2  1957 9240934      821.

Learn this notation as an idiom: starts with ~, its first argument is .x (mind the dot!).

You have already met something similar ggplot2, in two different contexts:

In geom_smooth: dependent variable ~ independent variable.
In facet_wrap and facet_grid: facets in rows ~, ~ facets in columns, facets in rows ~ facets in columns.
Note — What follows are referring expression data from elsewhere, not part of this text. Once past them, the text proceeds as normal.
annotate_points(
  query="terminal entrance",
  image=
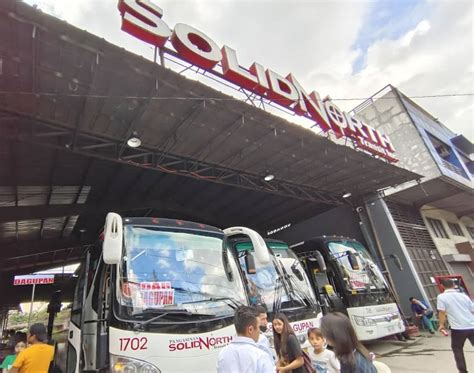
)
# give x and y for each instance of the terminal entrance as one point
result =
(70, 103)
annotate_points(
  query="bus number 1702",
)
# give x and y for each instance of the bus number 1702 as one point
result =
(133, 344)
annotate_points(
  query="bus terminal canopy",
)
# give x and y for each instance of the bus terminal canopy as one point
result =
(70, 101)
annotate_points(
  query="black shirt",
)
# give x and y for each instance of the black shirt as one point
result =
(362, 365)
(294, 352)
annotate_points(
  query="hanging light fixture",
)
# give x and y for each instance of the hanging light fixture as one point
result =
(134, 141)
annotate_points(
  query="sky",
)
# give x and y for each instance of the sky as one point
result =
(344, 49)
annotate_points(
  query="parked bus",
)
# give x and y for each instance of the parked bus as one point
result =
(281, 285)
(159, 296)
(346, 279)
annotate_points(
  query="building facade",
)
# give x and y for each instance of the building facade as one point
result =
(431, 219)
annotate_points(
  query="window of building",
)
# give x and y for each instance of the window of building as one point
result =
(455, 229)
(448, 157)
(437, 228)
(471, 231)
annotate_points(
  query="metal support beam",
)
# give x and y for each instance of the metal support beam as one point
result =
(183, 166)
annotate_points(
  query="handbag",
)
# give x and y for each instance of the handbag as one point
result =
(307, 363)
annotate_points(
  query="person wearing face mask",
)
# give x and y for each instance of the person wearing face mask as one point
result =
(243, 355)
(287, 346)
(263, 342)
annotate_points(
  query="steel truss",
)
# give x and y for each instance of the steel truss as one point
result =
(40, 132)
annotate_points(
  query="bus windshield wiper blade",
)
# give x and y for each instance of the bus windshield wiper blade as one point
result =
(140, 326)
(233, 303)
(161, 311)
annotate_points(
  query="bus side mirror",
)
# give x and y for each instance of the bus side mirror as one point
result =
(113, 239)
(353, 260)
(321, 262)
(258, 243)
(250, 264)
(397, 261)
(296, 271)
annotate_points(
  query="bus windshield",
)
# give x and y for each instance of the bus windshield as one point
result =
(364, 274)
(269, 288)
(177, 271)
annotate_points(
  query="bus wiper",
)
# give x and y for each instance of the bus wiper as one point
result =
(140, 326)
(232, 302)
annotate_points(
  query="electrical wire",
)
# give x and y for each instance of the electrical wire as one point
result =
(194, 98)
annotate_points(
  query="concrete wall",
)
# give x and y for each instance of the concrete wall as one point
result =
(447, 246)
(406, 281)
(457, 262)
(388, 115)
(340, 221)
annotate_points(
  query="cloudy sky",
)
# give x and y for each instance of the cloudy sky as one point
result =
(344, 49)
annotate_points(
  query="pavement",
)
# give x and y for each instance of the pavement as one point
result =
(426, 353)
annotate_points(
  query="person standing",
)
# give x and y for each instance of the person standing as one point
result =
(37, 357)
(340, 334)
(458, 309)
(243, 355)
(287, 346)
(322, 359)
(263, 342)
(422, 312)
(19, 339)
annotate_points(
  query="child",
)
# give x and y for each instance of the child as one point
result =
(10, 359)
(323, 360)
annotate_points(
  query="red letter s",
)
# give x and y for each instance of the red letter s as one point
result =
(142, 19)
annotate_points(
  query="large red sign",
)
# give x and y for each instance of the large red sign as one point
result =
(143, 19)
(33, 280)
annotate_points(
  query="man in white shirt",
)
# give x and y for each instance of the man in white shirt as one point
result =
(459, 309)
(242, 355)
(263, 342)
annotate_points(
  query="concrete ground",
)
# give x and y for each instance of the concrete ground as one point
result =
(425, 354)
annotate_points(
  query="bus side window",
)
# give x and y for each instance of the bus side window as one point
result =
(78, 295)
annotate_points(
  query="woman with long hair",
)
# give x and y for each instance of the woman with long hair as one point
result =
(339, 333)
(287, 346)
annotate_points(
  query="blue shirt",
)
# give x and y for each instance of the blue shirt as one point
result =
(459, 307)
(264, 344)
(243, 355)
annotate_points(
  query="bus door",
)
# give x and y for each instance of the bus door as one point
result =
(324, 281)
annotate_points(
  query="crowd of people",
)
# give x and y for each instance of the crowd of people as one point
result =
(32, 352)
(250, 352)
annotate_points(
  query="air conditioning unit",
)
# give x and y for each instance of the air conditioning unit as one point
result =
(443, 151)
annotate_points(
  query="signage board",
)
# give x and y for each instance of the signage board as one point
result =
(33, 280)
(143, 20)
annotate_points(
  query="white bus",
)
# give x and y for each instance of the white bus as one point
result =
(159, 295)
(346, 279)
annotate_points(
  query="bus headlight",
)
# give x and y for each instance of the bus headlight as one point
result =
(363, 321)
(122, 364)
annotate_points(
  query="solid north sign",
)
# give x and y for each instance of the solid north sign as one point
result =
(143, 19)
(33, 280)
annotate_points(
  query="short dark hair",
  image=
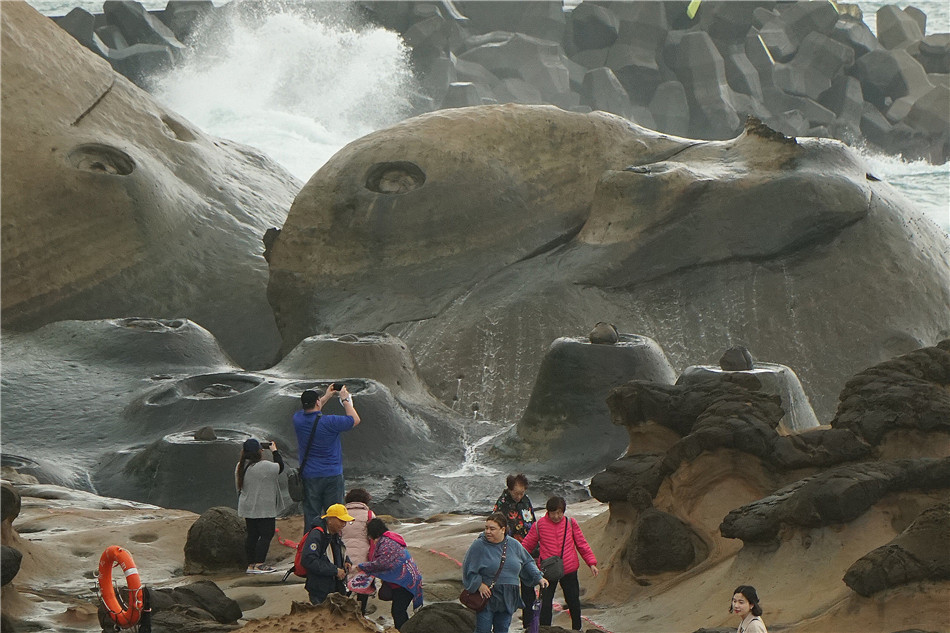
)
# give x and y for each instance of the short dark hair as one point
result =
(499, 519)
(514, 480)
(376, 528)
(556, 503)
(357, 494)
(748, 591)
(309, 398)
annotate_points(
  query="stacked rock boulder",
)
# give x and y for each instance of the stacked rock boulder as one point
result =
(806, 68)
(700, 433)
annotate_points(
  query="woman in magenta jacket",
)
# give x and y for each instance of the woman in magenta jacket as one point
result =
(550, 532)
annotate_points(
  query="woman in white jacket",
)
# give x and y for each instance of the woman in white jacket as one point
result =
(355, 538)
(256, 482)
(745, 604)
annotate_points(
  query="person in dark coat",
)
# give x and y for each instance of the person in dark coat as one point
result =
(324, 555)
(516, 506)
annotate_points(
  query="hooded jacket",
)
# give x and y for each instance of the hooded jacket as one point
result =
(483, 558)
(550, 536)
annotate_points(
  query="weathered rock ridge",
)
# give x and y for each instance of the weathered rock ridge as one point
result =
(114, 206)
(479, 235)
(708, 449)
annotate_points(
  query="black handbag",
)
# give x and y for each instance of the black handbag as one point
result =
(552, 567)
(475, 601)
(295, 476)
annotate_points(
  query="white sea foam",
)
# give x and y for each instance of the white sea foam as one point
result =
(296, 86)
(926, 186)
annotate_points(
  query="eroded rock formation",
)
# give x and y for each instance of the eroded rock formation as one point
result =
(919, 553)
(114, 206)
(806, 68)
(517, 224)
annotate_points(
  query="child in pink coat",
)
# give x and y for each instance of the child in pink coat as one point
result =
(561, 536)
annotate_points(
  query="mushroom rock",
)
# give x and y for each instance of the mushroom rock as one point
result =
(919, 553)
(904, 401)
(566, 428)
(171, 410)
(513, 224)
(775, 379)
(143, 212)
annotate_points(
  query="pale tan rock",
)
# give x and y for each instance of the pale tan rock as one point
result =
(115, 206)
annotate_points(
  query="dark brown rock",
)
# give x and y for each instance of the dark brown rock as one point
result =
(907, 392)
(441, 617)
(626, 476)
(579, 239)
(173, 223)
(9, 503)
(215, 542)
(919, 553)
(10, 558)
(566, 427)
(604, 334)
(838, 495)
(660, 542)
(736, 359)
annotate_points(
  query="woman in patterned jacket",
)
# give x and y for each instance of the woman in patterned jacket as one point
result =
(390, 561)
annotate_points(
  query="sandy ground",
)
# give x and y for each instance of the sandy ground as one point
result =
(799, 580)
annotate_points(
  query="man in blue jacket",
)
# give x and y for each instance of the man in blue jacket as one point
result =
(322, 470)
(324, 555)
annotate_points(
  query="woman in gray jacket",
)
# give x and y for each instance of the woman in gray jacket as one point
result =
(256, 481)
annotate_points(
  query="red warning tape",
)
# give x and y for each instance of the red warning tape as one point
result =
(285, 541)
(557, 607)
(444, 555)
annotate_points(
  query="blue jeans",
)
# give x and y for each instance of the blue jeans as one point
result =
(319, 493)
(492, 621)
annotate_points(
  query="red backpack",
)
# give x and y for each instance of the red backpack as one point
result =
(298, 569)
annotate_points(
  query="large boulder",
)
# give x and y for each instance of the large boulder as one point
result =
(775, 379)
(919, 553)
(10, 558)
(566, 426)
(146, 214)
(441, 617)
(157, 381)
(215, 542)
(907, 393)
(838, 495)
(661, 542)
(600, 225)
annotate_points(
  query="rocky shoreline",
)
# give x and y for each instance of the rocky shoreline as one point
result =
(805, 68)
(875, 518)
(504, 288)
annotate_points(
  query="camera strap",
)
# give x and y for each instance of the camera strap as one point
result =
(306, 452)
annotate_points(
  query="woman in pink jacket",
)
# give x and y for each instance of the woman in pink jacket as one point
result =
(561, 536)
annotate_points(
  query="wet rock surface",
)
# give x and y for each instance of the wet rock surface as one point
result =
(620, 230)
(615, 56)
(838, 495)
(172, 411)
(919, 553)
(567, 422)
(216, 542)
(442, 617)
(908, 392)
(172, 222)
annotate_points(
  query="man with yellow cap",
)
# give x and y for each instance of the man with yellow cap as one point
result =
(324, 555)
23 Add new columns with `bind_cols`

add vectors or data frames

new_df <- select(gapminder, c(new_pop = pop, new_lifeExp = lifeExp))
new_vec <- gapminder$country # base R column subset
gapminder %>% bind_cols(new_df, new_country = new_vec) %>% glimpse()

Rows: 1,704
Columns: 9
$ country     <fct> "Afghanistan", "Afghanistan", "Afghanistan", "Afghanistan"…
$ continent   <fct> Asia, Asia, Asia, Asia, Asia, Asia, Asia, Asia, Asia, Asia…
$ year        <int> 1952, 1957, 1962, 1967, 1972, 1977, 1982, 1987, 1992, 1997…
$ lifeExp     <dbl> 28.801, 30.332, 31.997, 34.020, 36.088, 38.438, 39.854, 40…
$ pop         <int> 8425333, 9240934, 10267083, 11537966, 13079460, 14880372, …
$ gdpPercap   <dbl> 779.4453, 820.8530, 853.1007, 836.1971, 739.9811, 786.1134…
$ new_pop     <int> 8425333, 9240934, 10267083, 11537966, 13079460, 14880372, …
$ new_lifeExp <dbl> 28.801, 30.332, 31.997, 34.020, 36.088, 38.438, 39.854, 40…
$ new_country <fct> "Afghanistan", "Afghanistan", "Afghanistan", "Afghanistan"…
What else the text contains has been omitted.